Regina Sardoeira
Não tenho nada para dizer ao mundo porque o mundo é uma abstracção, sem ouvidos sem olhos, sem mãos, o mundo é uma fera de milhões de corpos, desnaturada, enviezada, arrevezada; e nada pode dizer-se a semelhante utopia.
Não tenho nada que dizer ao mundo, já não me agrada enunciar-me perante ninguém. Se procuro o indivíduo, encontro uma fera de tamanho menor que essa, a que chamei mundo, mas absolutamente obcecada por si mesma, com os olhos baixos e quase cerrados, de tanto contemplar o próprio umbigo.
Nada tenho que dizer a tais narcisistas, esses, para quem os outros são os receptáculos de mágoas ou de gozos instantâneos e que só querem fugir a sete pés, logo que lhes foi satisfeita a necessidade de momento.
Não tenho nada que dizer-lhes, portanto. Aliás, as palavras estão corrompidas e gastas e mesmo que uma ou duas mantenham a substância que as fez nascer, se as devolvemos para certos ouvidos o que fica é uma distorção inominável a que não é possível chamar comunicação.
Não sei se estou a escrever um texto céptico. Aprendi que o cepticismo é uma arma de dois gumes: mesmo não crendo, atiramos palavras, mesmo tendo a certeza que ninguém vai responder, ou sequer passar a vista pelo nosso discurso, obstinamo-nos em dá-lo ao mundo esse, que como disse, não tem com que escutar-nos ou ver-nos.
Paradoxo alucinante, contradição visionária, e contudo, teimosamente, desfiamos palavras, em textos oblíquos, nos quais ninguém repara: porque reparar é mais do que ver, reparar é ver por detrás da imagem e para lá das palavras.

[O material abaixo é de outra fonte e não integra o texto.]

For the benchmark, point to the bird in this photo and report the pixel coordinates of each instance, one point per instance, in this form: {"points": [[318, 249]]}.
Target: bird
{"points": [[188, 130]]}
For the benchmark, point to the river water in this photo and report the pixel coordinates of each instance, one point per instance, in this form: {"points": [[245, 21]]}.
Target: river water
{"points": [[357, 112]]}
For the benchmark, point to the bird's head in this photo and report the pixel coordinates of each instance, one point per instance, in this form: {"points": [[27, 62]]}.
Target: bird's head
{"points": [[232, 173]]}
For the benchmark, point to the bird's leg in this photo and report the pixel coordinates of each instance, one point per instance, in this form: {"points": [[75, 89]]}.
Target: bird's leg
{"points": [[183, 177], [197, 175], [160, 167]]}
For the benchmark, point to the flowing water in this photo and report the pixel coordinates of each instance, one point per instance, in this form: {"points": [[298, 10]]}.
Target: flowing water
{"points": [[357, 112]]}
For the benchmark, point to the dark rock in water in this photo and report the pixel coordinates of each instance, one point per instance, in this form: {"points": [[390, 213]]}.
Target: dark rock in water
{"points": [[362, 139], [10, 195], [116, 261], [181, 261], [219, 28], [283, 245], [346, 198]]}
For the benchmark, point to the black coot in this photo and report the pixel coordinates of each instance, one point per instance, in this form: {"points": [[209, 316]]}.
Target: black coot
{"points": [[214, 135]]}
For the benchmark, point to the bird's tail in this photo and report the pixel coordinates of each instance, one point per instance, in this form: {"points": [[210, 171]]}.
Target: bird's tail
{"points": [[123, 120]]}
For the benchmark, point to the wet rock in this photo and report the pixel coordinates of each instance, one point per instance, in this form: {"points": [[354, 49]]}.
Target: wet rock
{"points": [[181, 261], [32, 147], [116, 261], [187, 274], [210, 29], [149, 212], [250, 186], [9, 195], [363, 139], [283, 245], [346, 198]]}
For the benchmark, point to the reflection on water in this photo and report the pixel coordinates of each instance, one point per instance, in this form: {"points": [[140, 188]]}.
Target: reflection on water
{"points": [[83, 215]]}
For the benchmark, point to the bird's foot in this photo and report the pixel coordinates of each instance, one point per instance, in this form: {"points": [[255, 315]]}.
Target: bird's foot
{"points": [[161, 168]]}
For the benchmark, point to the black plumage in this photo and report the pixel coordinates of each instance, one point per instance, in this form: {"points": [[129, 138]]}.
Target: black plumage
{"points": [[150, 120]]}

Eu li, no Ensaio Sobre a Cegueira, desse excelso escritor que é, sem dúvida, o expoente máximo da literatura nacional, mas que (e ele soube-o bem) os portugueses persistem em ignorar, porque a inveja corrói a capacidade de admirar e render homenagem, a seguinte sentença tirada do Livro dos Conselhos: “Se podes olhar, vê. Se podes ver, repara.”
E não pensem que me deu prazer ler este livro do Saramago! Quantas vezes o atirei para o lado, com asco, quantas vezes invectivei o autor, por me obrigar a ver a humanidade (a que pertenço) nesta espécie de espelho macabro da nossa horrífica condição! Mas ia sempre buscá-lo, mais tarde, alisava-lhe as páginas, procurava o parágrafo onde tinha interrompido a leitura nauseante e continuava, enquanto podia, a ver desfilar a própria miséria a que pertenço
E o pior é que não há, neste Ensaio Sobre a Cegueira, qualquer espécie de gesto redentor, todos cegam, e a testemunha, que só não foi atingida pela epidemia branca para poder constituir-se em narradora, necessitou de fingir-se cega como todos os outros, para não ser arrastada para a servidão, para não ser condenada a um destino pior ainda.
De facto, Saramago ensinou-nos que o provérbio “No mundo dos cegos quem tem um olho é rei” é um autêntico ludíbrio: qual rei, qual chefe, aquele que vê, no universo branco da cegueira, prefere manter fechados os próprios olhos, disfarçar a lucidez, sob pena de ser reduzido à escravatura que a maioria consegue sempre pôr em prática, só porque é a maioria: esse monstro de milhões de cabeças de que vos falava no início.
Que importa que sejam cegos.
Aos tropeções, todos unidos na insanidade, pelos caminhos enviezados da podridão e dos mais nefandos actos corruptivos, os cegos detêm o poder: e nenhum visionário de um só olho conseguirá esclarecê-los, quanto mais dominá-los.